1. Se reitera doctrina anterior de este Tribunal según la cual el art. 17.4 de la C.E. reconoce y consagra el derecho fundamental de toda persona a no ser privada preventivamente de su libertad más allá del plazo máximo señalado por la Ley, o, dicho en términos positivos, a ser puesta en libertad transcurrido dicho plazo (SSTC 127/1984 y 85/1985).

2. Aun reconocido su carácter de simple medida cautelar que, sin prejuzgarlo, tiende a asegurar el resultado final del proceso, la prisión provisional es una decisión judicial de carácter excepcional que incide negativamente en el «status» de libertad personal del inculpado y, por lo mismo, es con toda evidencia restrictiva del derecho fundamental reconocido en los apartados 1 y 4 del art. 17 C.E., como restrictivas de este derecho son también con la misma evidencia las Leyes orgánicas que establecen las condiciones de aplicación y la duración máxima de aquella medida cautelar para los diferentes delitos, en función de las penas privativas de libertad previstas para los mismos y de las circunstancias que concurran en la causa.
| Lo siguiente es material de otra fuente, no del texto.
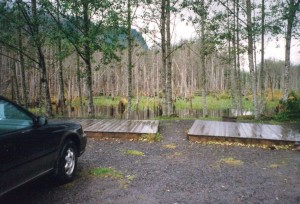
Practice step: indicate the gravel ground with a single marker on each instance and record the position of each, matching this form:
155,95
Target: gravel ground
173,171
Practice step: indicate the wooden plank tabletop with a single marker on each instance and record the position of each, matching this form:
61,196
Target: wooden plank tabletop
245,130
124,126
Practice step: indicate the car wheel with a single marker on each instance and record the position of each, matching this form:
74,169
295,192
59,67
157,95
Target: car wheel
67,162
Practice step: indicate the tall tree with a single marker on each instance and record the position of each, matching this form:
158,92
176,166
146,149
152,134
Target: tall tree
163,53
293,7
129,63
169,60
250,57
61,101
88,28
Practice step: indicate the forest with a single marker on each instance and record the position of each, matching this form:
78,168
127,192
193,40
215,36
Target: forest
59,56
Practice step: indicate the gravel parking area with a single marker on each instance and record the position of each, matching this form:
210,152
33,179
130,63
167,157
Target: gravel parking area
172,171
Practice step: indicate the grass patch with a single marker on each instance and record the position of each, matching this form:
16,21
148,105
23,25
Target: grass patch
238,144
151,137
231,161
170,146
134,152
106,173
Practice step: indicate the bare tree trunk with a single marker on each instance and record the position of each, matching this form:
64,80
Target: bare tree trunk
239,87
87,60
262,71
250,58
292,9
79,84
41,59
15,87
60,65
169,60
163,54
22,65
202,60
129,65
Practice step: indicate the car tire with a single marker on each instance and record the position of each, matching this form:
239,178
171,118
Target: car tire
67,163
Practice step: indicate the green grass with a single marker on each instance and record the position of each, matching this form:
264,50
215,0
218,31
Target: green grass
213,103
134,152
106,172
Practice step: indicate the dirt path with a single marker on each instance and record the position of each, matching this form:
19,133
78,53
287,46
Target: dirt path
173,171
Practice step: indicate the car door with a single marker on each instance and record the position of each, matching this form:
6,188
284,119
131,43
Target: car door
21,147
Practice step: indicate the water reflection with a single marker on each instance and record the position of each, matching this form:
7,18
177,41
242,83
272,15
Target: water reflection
146,113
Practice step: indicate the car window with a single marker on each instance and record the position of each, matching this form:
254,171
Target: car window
12,118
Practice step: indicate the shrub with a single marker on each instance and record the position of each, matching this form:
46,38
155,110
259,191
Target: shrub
289,109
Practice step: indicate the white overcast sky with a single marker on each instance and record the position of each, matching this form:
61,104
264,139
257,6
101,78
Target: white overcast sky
183,31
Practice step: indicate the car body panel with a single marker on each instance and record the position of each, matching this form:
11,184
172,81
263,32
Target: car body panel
29,148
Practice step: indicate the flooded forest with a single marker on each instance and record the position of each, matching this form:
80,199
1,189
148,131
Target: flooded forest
127,59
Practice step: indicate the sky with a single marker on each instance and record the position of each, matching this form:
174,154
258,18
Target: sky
273,49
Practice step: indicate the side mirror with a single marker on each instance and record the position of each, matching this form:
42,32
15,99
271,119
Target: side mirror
41,121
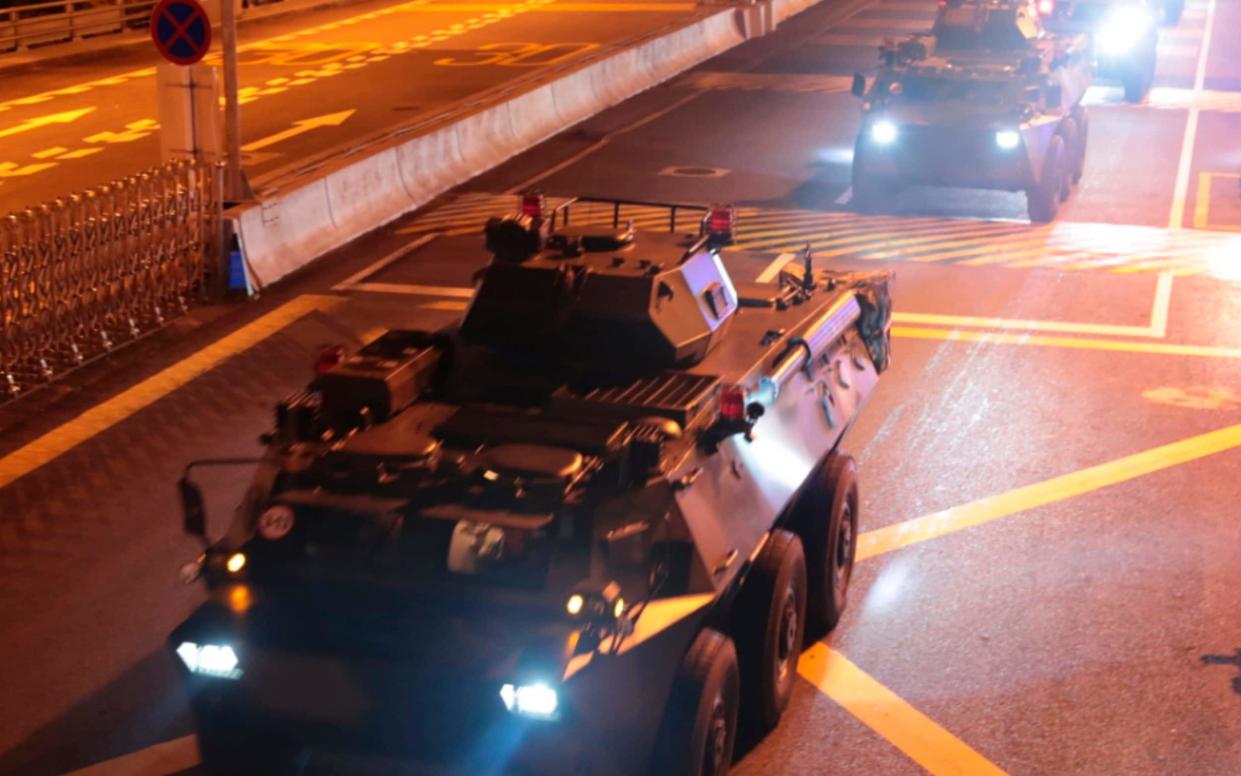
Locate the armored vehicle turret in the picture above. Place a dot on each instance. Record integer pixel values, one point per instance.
(987, 99)
(578, 532)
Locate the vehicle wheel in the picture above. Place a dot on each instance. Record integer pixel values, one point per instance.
(700, 721)
(1043, 201)
(771, 628)
(828, 522)
(1173, 9)
(1082, 122)
(1069, 132)
(236, 754)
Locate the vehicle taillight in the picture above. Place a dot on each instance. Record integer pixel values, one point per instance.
(328, 358)
(533, 205)
(720, 221)
(732, 405)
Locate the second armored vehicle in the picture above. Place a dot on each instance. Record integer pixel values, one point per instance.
(576, 533)
(988, 99)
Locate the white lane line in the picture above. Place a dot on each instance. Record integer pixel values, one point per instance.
(773, 268)
(410, 247)
(159, 760)
(1177, 217)
(1159, 307)
(415, 291)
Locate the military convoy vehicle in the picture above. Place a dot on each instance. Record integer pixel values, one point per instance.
(578, 532)
(1124, 36)
(987, 99)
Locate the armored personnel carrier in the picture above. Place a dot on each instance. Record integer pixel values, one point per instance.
(987, 99)
(1124, 36)
(578, 532)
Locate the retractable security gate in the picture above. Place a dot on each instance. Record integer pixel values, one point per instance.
(88, 272)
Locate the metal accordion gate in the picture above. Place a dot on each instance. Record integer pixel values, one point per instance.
(83, 275)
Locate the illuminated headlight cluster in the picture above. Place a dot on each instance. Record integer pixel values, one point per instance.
(536, 700)
(882, 133)
(1008, 139)
(1124, 26)
(216, 661)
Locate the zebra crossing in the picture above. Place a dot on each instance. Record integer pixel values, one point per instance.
(1062, 246)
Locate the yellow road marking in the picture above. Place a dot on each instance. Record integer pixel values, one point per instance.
(63, 117)
(1056, 489)
(1000, 338)
(106, 415)
(891, 717)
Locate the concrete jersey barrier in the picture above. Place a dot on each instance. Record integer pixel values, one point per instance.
(318, 211)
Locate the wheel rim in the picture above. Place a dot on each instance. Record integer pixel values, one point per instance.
(843, 560)
(716, 738)
(788, 637)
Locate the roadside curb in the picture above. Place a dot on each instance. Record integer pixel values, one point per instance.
(313, 207)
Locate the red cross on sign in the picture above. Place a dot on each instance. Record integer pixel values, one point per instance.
(181, 30)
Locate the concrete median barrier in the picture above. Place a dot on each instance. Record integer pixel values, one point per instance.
(307, 212)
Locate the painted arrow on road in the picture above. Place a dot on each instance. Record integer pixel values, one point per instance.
(331, 119)
(44, 121)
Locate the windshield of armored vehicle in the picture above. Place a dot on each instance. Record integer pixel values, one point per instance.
(936, 88)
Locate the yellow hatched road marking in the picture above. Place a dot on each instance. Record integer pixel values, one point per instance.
(891, 717)
(1048, 492)
(106, 415)
(1039, 340)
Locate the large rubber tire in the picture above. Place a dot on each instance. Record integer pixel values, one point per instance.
(1082, 119)
(1173, 9)
(228, 750)
(1043, 201)
(827, 519)
(1069, 132)
(771, 630)
(700, 723)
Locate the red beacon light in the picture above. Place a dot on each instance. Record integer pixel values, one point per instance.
(534, 205)
(329, 356)
(720, 222)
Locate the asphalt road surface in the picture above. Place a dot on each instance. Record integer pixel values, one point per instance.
(1051, 546)
(309, 81)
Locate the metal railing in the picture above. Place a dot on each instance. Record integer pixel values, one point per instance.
(39, 24)
(83, 275)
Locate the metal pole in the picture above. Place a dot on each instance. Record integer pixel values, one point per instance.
(236, 186)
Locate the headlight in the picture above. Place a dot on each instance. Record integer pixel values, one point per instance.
(1124, 26)
(217, 661)
(537, 700)
(1008, 139)
(882, 133)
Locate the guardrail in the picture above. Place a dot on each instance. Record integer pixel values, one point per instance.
(40, 24)
(83, 275)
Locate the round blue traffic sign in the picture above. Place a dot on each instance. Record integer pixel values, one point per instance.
(180, 30)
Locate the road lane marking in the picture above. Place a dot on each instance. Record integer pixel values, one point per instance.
(158, 760)
(890, 715)
(111, 412)
(1177, 217)
(65, 117)
(1030, 497)
(1039, 340)
(300, 127)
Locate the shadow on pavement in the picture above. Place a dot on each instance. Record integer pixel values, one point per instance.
(140, 708)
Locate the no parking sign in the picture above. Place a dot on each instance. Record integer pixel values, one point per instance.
(180, 30)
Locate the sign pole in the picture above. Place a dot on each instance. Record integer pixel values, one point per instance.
(236, 186)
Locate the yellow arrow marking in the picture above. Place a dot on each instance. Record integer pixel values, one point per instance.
(65, 117)
(331, 119)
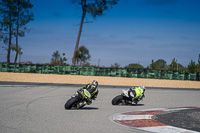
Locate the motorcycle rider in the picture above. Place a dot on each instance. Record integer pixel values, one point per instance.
(92, 89)
(136, 93)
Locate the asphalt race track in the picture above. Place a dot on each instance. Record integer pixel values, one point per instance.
(39, 108)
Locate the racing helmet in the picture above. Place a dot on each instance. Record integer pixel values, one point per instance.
(94, 82)
(143, 88)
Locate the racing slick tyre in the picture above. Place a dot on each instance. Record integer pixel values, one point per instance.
(71, 102)
(117, 100)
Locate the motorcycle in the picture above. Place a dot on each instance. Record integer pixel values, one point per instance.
(125, 99)
(78, 100)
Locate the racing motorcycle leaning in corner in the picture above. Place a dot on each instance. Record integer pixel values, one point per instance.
(83, 96)
(130, 96)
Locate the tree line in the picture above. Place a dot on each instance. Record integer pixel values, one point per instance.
(15, 14)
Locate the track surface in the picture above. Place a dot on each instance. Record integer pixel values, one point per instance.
(39, 108)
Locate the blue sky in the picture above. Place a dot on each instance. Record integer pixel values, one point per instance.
(134, 31)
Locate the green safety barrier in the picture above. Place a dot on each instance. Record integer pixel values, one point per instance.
(93, 71)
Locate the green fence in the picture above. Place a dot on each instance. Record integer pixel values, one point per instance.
(92, 71)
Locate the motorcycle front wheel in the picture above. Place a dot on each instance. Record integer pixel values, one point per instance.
(117, 100)
(71, 102)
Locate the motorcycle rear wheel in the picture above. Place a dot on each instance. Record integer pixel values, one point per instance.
(71, 102)
(117, 100)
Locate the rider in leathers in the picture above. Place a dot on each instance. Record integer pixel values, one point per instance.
(92, 89)
(136, 93)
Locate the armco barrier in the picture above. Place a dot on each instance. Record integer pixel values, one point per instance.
(92, 71)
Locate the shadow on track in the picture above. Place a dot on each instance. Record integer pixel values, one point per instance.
(84, 108)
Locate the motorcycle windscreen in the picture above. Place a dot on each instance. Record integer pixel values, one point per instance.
(87, 93)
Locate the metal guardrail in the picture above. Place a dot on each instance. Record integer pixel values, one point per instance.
(93, 71)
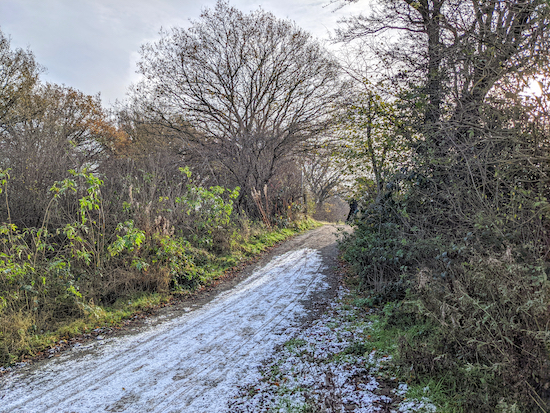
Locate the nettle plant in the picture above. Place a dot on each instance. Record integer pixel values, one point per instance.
(208, 209)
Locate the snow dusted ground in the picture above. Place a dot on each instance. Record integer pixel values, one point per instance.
(192, 363)
(245, 351)
(327, 367)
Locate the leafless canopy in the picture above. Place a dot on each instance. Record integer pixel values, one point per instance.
(252, 87)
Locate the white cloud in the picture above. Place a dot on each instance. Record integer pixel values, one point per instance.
(93, 44)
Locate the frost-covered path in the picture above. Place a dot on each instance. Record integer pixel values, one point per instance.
(192, 363)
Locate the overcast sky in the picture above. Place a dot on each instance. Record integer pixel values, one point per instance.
(93, 45)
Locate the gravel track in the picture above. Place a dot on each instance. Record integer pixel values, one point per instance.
(193, 362)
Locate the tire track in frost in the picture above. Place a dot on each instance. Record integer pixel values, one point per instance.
(107, 368)
(280, 316)
(188, 361)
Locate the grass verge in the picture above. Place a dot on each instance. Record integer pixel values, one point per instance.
(22, 340)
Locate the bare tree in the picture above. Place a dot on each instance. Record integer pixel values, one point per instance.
(455, 51)
(18, 75)
(51, 130)
(253, 86)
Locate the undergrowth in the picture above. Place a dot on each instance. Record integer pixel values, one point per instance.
(58, 281)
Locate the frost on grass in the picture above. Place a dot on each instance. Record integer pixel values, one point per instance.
(328, 367)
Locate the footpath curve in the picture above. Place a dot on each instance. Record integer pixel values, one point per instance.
(192, 362)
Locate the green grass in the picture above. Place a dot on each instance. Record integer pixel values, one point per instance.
(20, 339)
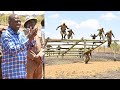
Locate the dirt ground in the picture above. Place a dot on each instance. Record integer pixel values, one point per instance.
(99, 67)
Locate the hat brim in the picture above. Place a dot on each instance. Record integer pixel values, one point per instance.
(25, 24)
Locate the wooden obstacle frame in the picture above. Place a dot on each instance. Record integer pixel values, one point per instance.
(72, 47)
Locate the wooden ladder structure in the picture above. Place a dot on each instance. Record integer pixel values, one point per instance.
(71, 47)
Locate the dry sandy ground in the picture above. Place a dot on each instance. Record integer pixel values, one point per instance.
(105, 69)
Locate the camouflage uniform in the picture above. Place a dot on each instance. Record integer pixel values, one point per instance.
(101, 32)
(87, 56)
(109, 37)
(63, 30)
(70, 32)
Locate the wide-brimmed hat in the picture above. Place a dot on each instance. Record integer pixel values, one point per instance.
(29, 18)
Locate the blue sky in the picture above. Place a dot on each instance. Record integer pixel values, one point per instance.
(24, 12)
(83, 23)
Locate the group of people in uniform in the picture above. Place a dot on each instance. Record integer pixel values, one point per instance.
(64, 33)
(101, 34)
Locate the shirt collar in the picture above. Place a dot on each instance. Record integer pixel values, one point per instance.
(12, 32)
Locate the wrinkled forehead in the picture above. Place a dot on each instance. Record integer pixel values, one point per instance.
(16, 17)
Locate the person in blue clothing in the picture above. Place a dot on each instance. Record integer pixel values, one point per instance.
(14, 49)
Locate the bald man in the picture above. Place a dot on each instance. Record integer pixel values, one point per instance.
(14, 49)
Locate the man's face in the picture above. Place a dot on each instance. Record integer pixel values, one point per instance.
(16, 22)
(31, 23)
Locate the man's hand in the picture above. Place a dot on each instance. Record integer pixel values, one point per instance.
(32, 33)
(37, 59)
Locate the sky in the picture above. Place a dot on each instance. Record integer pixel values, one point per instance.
(83, 23)
(24, 12)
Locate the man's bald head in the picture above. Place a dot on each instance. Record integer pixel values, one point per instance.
(11, 17)
(14, 21)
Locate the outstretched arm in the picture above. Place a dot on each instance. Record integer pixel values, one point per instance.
(67, 27)
(58, 27)
(113, 35)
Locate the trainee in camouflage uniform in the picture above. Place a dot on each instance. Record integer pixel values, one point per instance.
(87, 56)
(93, 37)
(101, 32)
(63, 30)
(70, 33)
(109, 37)
(34, 61)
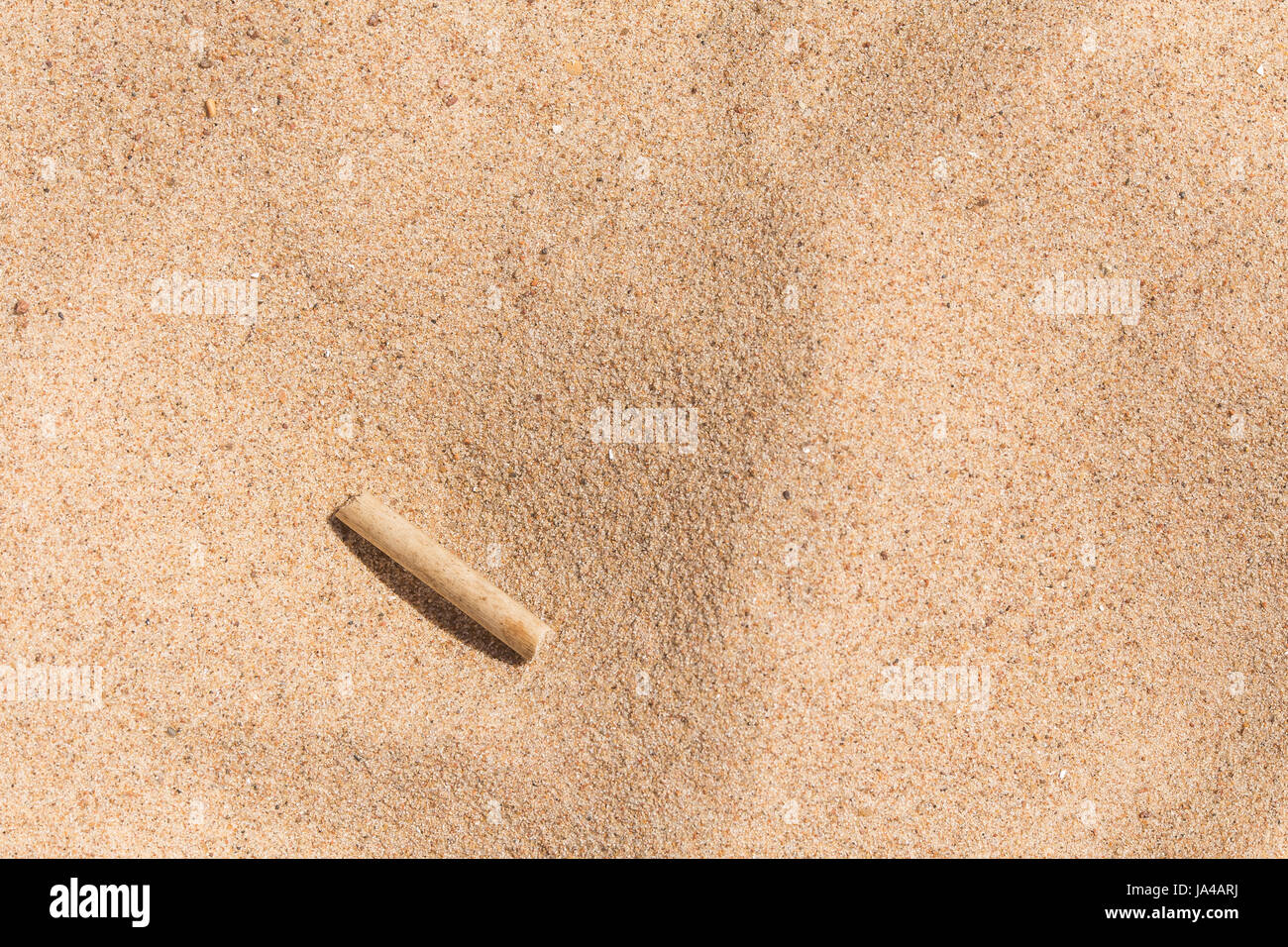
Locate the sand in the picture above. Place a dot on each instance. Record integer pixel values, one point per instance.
(816, 227)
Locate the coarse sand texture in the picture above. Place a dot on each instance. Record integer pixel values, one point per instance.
(884, 403)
3. Este Tribunal no puede compartir el modo de razonar de los órganos judiciales que aíslan la decisión relativa a la prisión provisional como si tratara únicamente de un acto procesal más, orientado solo a la preparación y aseguramiento del buen fin de la causa criminal, sin reparar en la incidencia más o menos restrictiva que para la libertad del procesado o inculpado tenga la ley aplicada por el Juez al adoptar aquella decisión. Conclusión que resulta corroborada, desde un punto de vista sustancial, por la analogía que existe entre la privación provisional de la libertad y la que es producto de una sanción penal que pone fin a un proceso. La exigencia constitucional de Ley Orgánica tanto para establecer penas privativas de libertad como para fijar medidas cautelares que afectan al mismo bien jurídico es una manifestación más, entre otras, de la referida semejanza sustancial que para el reo tienen ambas determinaciones legales.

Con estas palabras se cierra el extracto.